Es cierto que hubo la eflorescencia romántica, y luego la simbolista, pero lo que retrospectivamente nos parece de una gran importancia cultural no incumbió, en la época, más que a pequeños grupos de happy few. Algunos bohemios desmelenados, exaltados poetas o artistas decadentes. Nada que haya tenido una real influencia sobre el conjunto de la vida social. Salvo que —y ahí reside la misteriosa alquimia de las metamorfosis culturales— son los valores de lo que Serge Moskovici llama las «minorías activas» que irán contaminando poco a poco la totalidad del cuerpo social. Para entender adecuadamente este fenómeno, propongo una ley de los tres estados: primero, algo es secreto; luego, se vuelve discreto; y finalmente, se hace ostensible como valor dominante. La estética es el valor secreto característico de los pequeños grupos románticos en el siglo XIX. Se vuelve discreta, pero algo más llamativa, en el período de entreguerras, con el dadaísmo, el surrealismo y demás movimientos vanguardistas. Luego, tras la Segunda Guerra Mundial, y más precisamente en los años sesenta del siglo XX, se vuelve visible y se capilariza en el conjunto del cuerpo social.

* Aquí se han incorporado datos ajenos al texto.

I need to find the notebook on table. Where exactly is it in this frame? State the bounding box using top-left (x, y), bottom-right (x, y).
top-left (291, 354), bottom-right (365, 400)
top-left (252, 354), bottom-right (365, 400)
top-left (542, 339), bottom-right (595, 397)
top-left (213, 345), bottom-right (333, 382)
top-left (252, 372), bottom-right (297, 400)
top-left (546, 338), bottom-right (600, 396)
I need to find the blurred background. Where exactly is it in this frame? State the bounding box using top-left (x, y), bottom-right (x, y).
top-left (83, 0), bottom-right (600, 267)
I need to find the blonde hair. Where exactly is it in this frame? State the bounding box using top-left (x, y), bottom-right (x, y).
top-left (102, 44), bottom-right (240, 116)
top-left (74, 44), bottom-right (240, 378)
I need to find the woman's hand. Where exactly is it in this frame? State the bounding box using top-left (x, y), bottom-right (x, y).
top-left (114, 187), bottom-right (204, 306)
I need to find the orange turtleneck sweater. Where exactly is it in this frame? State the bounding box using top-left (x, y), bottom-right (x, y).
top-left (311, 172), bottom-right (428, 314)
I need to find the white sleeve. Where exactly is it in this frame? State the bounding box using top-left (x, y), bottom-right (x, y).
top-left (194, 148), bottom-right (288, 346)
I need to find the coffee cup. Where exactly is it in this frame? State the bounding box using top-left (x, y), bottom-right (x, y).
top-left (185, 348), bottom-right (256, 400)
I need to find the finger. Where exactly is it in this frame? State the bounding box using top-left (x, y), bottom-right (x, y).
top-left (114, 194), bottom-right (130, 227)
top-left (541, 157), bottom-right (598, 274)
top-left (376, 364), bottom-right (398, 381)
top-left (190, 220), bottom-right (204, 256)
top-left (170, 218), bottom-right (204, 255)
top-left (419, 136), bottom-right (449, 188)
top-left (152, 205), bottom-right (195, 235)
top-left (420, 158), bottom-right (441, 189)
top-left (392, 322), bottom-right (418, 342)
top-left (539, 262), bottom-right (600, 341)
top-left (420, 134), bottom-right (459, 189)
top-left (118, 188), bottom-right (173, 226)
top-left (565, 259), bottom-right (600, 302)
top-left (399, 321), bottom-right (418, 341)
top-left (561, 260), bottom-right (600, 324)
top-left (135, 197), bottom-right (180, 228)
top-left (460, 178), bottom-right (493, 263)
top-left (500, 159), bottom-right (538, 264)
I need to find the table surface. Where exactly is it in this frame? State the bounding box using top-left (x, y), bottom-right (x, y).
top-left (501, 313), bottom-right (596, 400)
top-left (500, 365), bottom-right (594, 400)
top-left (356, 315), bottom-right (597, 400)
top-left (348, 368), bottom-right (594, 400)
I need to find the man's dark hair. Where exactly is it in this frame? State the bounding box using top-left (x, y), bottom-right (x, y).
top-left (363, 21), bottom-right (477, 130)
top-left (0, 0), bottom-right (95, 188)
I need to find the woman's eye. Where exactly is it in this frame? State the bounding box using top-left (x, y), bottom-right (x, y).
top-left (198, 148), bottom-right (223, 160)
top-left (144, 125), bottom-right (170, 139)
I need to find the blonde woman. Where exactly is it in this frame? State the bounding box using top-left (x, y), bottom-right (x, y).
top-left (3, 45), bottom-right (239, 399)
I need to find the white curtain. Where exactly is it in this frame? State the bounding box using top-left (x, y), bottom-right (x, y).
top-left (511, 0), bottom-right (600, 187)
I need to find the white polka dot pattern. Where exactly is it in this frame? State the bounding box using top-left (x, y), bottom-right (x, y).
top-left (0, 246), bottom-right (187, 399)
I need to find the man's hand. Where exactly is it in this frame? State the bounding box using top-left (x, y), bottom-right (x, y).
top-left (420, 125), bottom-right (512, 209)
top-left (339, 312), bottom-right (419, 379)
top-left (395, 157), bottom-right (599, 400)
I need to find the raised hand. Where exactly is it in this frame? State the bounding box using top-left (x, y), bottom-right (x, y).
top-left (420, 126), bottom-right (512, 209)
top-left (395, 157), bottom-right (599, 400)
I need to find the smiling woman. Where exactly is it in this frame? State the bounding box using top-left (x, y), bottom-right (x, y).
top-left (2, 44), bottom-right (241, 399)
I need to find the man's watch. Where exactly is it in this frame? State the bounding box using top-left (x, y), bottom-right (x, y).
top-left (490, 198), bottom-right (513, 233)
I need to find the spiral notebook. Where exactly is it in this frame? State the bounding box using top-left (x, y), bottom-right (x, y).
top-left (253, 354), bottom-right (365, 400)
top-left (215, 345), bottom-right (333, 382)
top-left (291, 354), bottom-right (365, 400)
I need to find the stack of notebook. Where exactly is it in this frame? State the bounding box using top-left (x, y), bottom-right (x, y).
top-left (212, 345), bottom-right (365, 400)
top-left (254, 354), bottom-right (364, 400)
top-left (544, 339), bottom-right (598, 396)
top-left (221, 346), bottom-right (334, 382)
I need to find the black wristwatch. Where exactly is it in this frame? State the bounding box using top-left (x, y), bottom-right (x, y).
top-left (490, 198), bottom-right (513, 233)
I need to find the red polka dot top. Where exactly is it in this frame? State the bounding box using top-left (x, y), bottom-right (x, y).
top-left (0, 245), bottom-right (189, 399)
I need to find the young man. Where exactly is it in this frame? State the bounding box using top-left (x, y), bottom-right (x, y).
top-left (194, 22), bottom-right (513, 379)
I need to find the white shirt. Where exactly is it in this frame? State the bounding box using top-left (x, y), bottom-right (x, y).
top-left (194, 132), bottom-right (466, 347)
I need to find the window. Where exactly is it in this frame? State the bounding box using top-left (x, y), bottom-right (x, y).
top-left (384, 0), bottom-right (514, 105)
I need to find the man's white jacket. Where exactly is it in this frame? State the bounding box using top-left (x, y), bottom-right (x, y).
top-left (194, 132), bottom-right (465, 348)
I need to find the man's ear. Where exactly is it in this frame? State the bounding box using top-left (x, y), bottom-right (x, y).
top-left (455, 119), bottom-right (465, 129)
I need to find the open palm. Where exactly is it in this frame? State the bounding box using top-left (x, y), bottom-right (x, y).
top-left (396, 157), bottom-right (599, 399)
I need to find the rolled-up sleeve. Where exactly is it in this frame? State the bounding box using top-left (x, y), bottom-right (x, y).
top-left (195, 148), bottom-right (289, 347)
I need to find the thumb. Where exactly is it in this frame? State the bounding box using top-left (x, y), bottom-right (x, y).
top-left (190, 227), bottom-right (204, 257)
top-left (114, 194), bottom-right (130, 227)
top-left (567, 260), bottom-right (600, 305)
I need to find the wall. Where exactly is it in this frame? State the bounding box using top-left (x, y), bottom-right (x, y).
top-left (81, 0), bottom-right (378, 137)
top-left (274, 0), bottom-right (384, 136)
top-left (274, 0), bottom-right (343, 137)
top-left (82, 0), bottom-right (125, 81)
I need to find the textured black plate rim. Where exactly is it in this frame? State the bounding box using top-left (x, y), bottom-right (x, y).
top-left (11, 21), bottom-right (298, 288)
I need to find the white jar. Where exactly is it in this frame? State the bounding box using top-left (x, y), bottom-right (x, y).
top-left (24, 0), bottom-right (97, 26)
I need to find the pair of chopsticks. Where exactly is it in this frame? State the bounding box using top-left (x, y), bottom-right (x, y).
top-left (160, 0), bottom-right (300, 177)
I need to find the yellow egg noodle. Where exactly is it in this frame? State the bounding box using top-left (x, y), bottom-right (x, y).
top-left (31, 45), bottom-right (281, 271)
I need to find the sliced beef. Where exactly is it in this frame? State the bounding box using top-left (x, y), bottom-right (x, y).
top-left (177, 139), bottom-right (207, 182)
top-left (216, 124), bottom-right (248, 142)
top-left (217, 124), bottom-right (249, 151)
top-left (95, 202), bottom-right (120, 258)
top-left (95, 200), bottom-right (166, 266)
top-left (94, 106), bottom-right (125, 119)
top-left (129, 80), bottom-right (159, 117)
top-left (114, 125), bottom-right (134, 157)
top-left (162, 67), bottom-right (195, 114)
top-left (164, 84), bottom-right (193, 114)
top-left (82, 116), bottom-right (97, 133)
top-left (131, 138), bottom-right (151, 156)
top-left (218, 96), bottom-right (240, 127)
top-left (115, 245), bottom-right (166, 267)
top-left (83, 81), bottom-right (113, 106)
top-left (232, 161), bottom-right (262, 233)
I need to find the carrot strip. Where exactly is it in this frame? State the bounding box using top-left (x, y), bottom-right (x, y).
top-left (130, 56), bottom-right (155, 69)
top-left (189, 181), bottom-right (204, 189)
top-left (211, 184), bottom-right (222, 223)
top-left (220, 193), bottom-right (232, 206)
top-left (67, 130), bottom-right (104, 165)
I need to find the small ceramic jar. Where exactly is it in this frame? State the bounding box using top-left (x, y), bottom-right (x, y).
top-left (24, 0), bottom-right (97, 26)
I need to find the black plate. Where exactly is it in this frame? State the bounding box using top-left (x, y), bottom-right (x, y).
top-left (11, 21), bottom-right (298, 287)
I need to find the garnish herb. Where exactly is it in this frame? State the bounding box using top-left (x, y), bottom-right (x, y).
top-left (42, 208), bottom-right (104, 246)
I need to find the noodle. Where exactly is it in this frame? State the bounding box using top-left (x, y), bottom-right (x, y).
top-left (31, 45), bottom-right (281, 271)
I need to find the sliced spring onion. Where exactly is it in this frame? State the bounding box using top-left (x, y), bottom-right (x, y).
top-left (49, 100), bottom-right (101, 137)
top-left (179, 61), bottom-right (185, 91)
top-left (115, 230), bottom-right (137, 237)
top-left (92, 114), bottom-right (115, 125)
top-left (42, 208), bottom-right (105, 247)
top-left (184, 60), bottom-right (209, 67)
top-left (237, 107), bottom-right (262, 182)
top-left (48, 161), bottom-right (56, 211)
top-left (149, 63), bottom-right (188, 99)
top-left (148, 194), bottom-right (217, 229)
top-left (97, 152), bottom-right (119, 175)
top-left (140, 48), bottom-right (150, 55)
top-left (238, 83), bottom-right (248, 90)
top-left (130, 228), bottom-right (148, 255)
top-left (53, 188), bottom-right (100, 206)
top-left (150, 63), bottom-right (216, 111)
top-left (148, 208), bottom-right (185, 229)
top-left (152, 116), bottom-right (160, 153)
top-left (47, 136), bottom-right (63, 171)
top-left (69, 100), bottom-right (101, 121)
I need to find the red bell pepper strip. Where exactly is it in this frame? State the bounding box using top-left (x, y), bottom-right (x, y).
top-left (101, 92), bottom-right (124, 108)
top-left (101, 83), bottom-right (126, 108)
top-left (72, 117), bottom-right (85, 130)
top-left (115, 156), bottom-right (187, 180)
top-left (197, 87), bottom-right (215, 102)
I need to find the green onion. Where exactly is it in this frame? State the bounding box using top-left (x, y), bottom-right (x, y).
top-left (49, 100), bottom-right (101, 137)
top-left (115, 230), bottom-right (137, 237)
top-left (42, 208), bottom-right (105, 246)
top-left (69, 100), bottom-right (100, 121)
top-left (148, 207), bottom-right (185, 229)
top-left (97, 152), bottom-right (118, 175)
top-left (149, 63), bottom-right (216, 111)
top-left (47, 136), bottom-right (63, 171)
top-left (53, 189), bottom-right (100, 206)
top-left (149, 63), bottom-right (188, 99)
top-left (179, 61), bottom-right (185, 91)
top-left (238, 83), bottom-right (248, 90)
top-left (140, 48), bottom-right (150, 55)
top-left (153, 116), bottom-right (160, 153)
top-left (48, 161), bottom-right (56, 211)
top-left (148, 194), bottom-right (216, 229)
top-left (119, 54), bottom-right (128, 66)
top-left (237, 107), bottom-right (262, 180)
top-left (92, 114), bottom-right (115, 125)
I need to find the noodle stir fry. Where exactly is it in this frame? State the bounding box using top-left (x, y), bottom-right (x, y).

A este respecto, es instructivo observar cómo la dimensión lúdica, y un tanto insolente, de la existencia que se encuentra en los letristas, los situacionistas y, luego, en la efervescencia propia de las rebeliones de la década de 1960, se volverá a encontrar, incluso convertida en espectáculo, en la publicidad, la prensa y las distintas prácticas de la vida cotidiana. Contemplar la vida como un juego, anteponer su dimensión lúdica, tal es la forma que adopta la estetización galopante, otra forma de decir el retorno de ese icono que es Dioniso. 


Estetización. ¿Qué significa si no, en un sentido cercano al de su etimología, el hecho de anteponer las pasiones comunes? Fue así cómo la cultura griega, en su momento fundador, entendía la estética (aisthesis): el hecho de experimentar con otros una emoción ante una estatua, un templo, al escuchar una tragedia o una obra musical. En su aspecto dinámico, la estética se apoyaba en las vibraciones comunes.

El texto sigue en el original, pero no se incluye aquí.